The fall semester has started or perhaps exploded. All year students and families have been hesitant to commit to the year, traditional aged and adult students. They have visited us more times than in past years, asked more questions, and presented more problems that needed solutions (often financial) before they could make the commitment to begin and in some cases to return. We have had a blizzard of applications–in all of our programs and program levels in the last six or seven weeks. The last ones are registering for courses now. Never have we seen it all come together so late in the year, with so many hurdles for students, and with such fear and anxiety.
We are finishing the first week; we’ve had our opening class sessions, and president’s convocation. Students are finalizing their financial aid arrangements, makings sure their schedules are leading them toward graduation. Books have been acquired and some papers have already been written (I will grade some this weekend!).
All of this has reminded me of the necessity of keeping the process and requirements (the bureaucracy) simple and practical, and of the need to translate sometimes technical “educationese” into common sense, everyday speech. We have been working hard at this.

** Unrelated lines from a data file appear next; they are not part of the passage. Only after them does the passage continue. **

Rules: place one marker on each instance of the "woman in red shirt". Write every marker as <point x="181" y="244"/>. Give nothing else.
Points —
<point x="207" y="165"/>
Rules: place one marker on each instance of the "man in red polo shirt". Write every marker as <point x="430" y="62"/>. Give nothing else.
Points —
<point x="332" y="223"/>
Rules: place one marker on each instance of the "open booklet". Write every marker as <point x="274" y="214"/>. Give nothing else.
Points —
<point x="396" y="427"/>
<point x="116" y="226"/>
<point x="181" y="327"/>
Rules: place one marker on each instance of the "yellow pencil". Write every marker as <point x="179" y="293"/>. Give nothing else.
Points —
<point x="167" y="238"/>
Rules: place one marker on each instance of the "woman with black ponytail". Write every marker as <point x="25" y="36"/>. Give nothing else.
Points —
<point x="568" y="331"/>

The same goes for teaching. Like my faculty colleagues, I am back in the classroom, and learning again that the art of teaching is really about communicating, one person and mind to another. Today we might emphasize the whole person, and their multiple forms of intelligence, and rightly so. But this week I was reminded of how difficult thinking and learning is, how much energy it takes, and how often we try to avoid it.
In teaching we have to translate the technical language of a subject into the common sense language the student brings with them, then initiate them into the technical language and the purpose it serves and into the process of re-translation back into everyday experience and speech. In my ethics class I found myself illustrating “consequences” of actions, whether “intentional” or “unintentional,” and whether with full knowledge or in ignorance. Then we had to consider fairness or justice in practical and abstract senses, and how a person might or might not develop in ethical awareness given those consequences. This can be hard going, but with the help of practical common sense examples and cases students made the jump from one to the other, and we are off on the exploration of ethics as it applies to business (and yes, for the skeptics, it does apply).

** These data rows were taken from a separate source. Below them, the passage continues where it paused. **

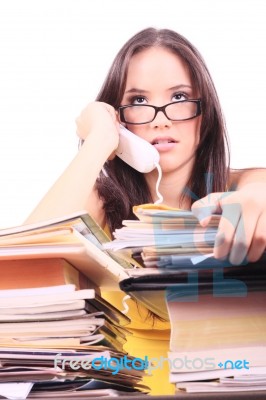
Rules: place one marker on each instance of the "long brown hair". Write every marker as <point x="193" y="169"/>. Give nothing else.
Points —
<point x="124" y="186"/>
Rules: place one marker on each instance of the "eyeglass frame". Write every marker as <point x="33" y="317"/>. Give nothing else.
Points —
<point x="157" y="109"/>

As we at Fresno Pacific rise up out of the chaos that our economy had blasted into all of our work this year, as the wind of anxiety and frustration dies down, we will settle into our studies, faculty and students like. We think that education is best done in a community of trust where we work together in the exploration of a subject or field of study and its interaction with multiple other subjects and fields (we call this interdisciplinary study). It keeps all of us in contact with the issues, problems and mysteries that present themselves in our daily lives, and in the broader world. We attempt to overcome the isolation of pure individualism and of a narrowly segregated curriculum. Faith, reason, and experience all have their place, the Biblical scholar, the historian, and the scientist, for example, and often their place is in a common space where we witness a fruitful interaction. Students, we think, leave with a rich education.

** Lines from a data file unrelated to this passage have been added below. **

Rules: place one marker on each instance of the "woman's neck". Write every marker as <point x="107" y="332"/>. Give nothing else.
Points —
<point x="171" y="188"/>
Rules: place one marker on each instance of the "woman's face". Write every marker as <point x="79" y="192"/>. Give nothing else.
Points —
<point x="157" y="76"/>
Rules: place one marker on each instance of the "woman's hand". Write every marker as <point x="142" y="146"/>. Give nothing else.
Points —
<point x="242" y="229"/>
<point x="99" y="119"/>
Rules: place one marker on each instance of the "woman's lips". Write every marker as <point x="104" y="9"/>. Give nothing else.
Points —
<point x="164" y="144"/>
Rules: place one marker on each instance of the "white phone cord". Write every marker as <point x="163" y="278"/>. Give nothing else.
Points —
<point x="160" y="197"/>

We wouldn’t ask for the last year over again…ever. It has been the toughest I have experienced in more than 25 years at it. We still have a lot of work to do. But students have returned enthusiastic and ready. Enrollment is strong. The staff throughout the university (at all our campuses) has been working hard and with a good spirit to bring it all together. The faculty are working at the communication that is teaching and learning. I’m going to take some time to read and think about some of those problems and mysteries, and how to communicate them. We can’t ask for a lot more.